Scientists Research using Volcanic Energy and Magma Mining in Currently Active Volcanoes
As climate change continues to worsen and resources become depleted, scientists are looking at new options, like volcanic energy and magma mining, to develop renewable sources without negatively impacting our environment further. There has been an increase in the demand for metals associated with renewable energy technologies. Two metals that are being increasingly used in low-carbon technology are lithium and cobalt. Lithium is used in everything from smartphones to electric vehicles, while cobalt is used in lithium-ion batteries.
As the demand for renewable energy resources increases, so will the demand for these metals. It is said that by 2050, lithium production will need to have increased tenfold and cobalt sixfold. And yet, there is uncertainty as to whether we can reach these limits. Moreover, many conventional mining practices implemented today are energy-intensive and environmentally damaging, which doesn’t look good in a world trying to reduce its impact.
Some researchers are looking at finding these resources elsewhere without causing environmental and potentially irreversible damage. They are now looking at magma mining; utilizing volcanic magmatic brine, rich in metals, to help fuel the growth of renewable energy. They have found that magmatic brines that are found worldwide beneath dormant volcanoes and above granites could be used to produce geothermal power. But at depths of around 2km, hot brines containing valuable metals and other elements separate out for the ascending magmatic fluids making the process of magma mining worthwhile.
Magmatic brines are highly saline fluids that form when water and other volatiles are released from magma. They are typically found in the upper crust, at depths of a few kilometers, and can be very rich in metals, such as copper, gold, and silver. They form when magma cools and crystallizes. As the magma cools, it releases water and other volatiles, such as carbon dioxide, sulphur dioxide, and chlorine. These dissolved volatiles can then be separated by magma mining.
The composition of magmatic brines can vary depending on the composition of the magma from which they are formed. However, they typically contain high concentrations of chloride, sulphate, and fluoride ions. The metals dissolved in hot volcanic gases and brine include copper, lithium and silver – imperative to harnessing renewable energy sources. Extracting the metals from a liquid solution should, in theory, be cheaper than processing solid ore and will generate less waste and use less energy.
Active volcanoes such as Mount Etna in Italy release about 20 tonnes of copper and 10 kg of gold daily in volcanic gases. Moreover, about 2000 volcanoes globally have the potential for magma mining. And it’s not like there is a lack of volcanoes erupting worldwide. There have been about 1,350 active volcanoes in the past 12,000 years. That’s a lot of metals that could be used to produce renewable energy.
In terms of geothermal energy, it is said that a small body of magma measuring a fraction of a cubic kilometre could power a whole country the size of the UK. Any surplus energy could be stored in large batteries, which we see in many green energy sectors.

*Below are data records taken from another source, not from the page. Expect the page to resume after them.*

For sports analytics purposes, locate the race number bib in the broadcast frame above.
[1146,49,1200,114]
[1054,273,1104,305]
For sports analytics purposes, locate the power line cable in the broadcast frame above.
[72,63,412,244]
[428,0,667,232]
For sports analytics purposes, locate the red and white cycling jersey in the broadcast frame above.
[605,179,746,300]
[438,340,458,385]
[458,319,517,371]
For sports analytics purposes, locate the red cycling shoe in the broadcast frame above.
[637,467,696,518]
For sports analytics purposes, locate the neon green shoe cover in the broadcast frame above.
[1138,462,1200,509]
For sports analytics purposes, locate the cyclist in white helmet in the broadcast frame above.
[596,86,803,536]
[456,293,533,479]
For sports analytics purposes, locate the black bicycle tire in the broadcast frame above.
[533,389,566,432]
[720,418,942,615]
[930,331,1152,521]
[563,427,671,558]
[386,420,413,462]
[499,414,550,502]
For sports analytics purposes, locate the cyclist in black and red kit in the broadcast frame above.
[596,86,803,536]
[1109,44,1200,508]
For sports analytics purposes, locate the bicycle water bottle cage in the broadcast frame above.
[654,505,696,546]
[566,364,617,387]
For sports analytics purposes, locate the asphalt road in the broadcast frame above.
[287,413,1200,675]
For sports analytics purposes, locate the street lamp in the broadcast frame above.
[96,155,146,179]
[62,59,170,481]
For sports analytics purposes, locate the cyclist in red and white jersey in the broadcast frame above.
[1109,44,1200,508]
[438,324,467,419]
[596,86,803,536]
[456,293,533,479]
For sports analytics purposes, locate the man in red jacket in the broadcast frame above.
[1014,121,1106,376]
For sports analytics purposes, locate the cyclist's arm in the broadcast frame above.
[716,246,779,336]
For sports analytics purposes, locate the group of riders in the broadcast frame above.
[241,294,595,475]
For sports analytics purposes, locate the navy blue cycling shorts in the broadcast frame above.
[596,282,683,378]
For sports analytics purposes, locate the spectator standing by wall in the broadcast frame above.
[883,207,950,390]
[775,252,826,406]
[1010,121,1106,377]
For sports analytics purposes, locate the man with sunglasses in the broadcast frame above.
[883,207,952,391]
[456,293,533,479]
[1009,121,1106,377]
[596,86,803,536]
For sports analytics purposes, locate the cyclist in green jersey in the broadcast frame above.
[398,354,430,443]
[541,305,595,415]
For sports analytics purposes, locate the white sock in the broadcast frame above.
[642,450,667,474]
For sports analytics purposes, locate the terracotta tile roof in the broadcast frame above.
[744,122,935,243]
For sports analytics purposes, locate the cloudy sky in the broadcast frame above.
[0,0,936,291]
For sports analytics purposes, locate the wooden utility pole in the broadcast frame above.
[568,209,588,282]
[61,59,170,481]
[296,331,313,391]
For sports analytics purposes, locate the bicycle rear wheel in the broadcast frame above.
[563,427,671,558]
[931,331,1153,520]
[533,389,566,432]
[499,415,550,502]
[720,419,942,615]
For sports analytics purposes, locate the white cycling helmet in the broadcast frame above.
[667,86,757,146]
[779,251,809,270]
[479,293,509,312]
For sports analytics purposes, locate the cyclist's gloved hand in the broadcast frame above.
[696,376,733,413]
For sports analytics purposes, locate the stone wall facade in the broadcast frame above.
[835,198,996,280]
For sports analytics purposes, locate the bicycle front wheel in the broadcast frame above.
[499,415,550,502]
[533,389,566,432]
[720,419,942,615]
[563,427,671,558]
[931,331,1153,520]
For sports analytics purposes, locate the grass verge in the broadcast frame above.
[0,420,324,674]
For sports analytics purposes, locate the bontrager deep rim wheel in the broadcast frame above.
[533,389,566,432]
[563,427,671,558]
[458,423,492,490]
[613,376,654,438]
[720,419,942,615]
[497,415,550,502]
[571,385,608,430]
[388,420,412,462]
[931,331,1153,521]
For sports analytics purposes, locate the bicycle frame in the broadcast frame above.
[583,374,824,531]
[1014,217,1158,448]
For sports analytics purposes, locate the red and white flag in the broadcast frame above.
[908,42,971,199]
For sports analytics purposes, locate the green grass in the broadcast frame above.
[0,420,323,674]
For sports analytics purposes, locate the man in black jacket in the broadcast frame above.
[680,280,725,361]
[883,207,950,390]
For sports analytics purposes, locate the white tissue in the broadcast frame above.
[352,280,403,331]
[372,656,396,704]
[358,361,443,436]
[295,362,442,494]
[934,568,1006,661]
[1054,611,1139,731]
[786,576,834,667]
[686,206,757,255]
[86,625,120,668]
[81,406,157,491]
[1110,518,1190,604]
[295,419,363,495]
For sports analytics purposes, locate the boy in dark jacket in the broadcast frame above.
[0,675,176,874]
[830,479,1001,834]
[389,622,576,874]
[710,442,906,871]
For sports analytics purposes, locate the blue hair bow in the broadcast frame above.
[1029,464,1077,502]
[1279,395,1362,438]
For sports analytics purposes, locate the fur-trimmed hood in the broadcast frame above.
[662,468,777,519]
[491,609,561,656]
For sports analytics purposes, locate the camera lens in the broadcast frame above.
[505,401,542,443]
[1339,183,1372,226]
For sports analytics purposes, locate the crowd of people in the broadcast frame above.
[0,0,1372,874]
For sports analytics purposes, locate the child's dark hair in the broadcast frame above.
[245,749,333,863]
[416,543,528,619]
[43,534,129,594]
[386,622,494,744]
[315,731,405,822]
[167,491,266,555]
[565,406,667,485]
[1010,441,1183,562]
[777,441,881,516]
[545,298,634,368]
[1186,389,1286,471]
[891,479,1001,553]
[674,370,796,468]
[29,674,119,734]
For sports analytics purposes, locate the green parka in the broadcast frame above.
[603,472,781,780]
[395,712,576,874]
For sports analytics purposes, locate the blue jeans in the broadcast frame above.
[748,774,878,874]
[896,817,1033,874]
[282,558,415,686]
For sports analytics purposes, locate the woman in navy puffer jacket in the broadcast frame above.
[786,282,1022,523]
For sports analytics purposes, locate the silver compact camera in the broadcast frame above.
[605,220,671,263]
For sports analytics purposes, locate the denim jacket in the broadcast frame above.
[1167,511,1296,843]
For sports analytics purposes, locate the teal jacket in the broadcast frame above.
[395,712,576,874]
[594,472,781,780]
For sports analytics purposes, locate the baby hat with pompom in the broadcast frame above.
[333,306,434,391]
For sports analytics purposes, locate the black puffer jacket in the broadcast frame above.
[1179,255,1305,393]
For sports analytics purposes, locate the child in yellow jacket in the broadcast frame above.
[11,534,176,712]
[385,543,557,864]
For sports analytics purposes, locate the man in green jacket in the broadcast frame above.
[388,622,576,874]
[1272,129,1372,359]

Magma mining a volcano is not easy and will require investing time in technological development, especially when researchers have to deal with temperatures of upwards of 450 degrees Celsius. We also need to continue to broaden our understanding of volcanic systems to avoid unintended consequences. But it can help us to solve the problem of the increase in metal demand that offers a less environmental impact and a potentially carbon-zero approach. We are one step closer to this type of innovation, which would significantly impact how we power our world and utilize resources.